Lahnstein. Vom 8. bis 11. September 2017 findet die Oberlahnsteiner Kirmes in den Rheinanlagen statt. Das Stadtarchiv Lahnstein zeigt dazu in dieser Zeit eine kleine Ausstellung zum Kirmesgeschehen früherer Jahre. Je nach Wetterlage werden die Stellwände im Eingangsbereich der Pfarrkirche oder draußen im Pfarrgarten aufgestellt.

Die Geschichte der Kirmes

Die Kirmes ist ein kirchliches Fest („Kirchweihe“), das schon seit Jahrhunderten Einheimische und Fremde anzog, weil an diesem Wochenende Tanzveranstaltungen gestattet waren, die an anderen Wochenenden nicht erlaubt waren. Kirmestermin und Dauer legten in früheren Zeiten die Erzbischöfe und Kaiser in Edikten oder Erlassen fest. Oberlahnstein feiert traditionsgemäß am zweiten Sonntag im September, der 9. September ist offizieller Kirchweihtag. Rheinische Fröhlichkeit und das Bewusstsein an eine uralte Tradition verbinden sich zu einem großen Volksfest.

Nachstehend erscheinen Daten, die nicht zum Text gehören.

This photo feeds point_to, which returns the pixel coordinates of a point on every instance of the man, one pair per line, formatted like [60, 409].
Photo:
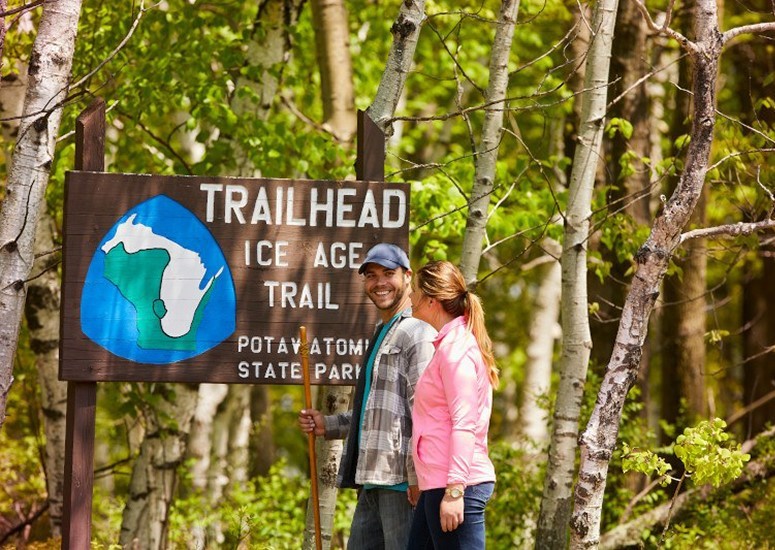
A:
[377, 457]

Wie auf einer 1908 erschienenen Postkarte zu sehen, gab es schon Anfang des 20. Jahrhunderts neben den Tanzveranstaltungen in den Lokalen allerhand Fahrgeschäfte wie Karussell, Schießbuden und Verlosungshallen auf dem Marktplatz, dem heutigen Salhofplatz, in früheren Jahren in der Hochstraße.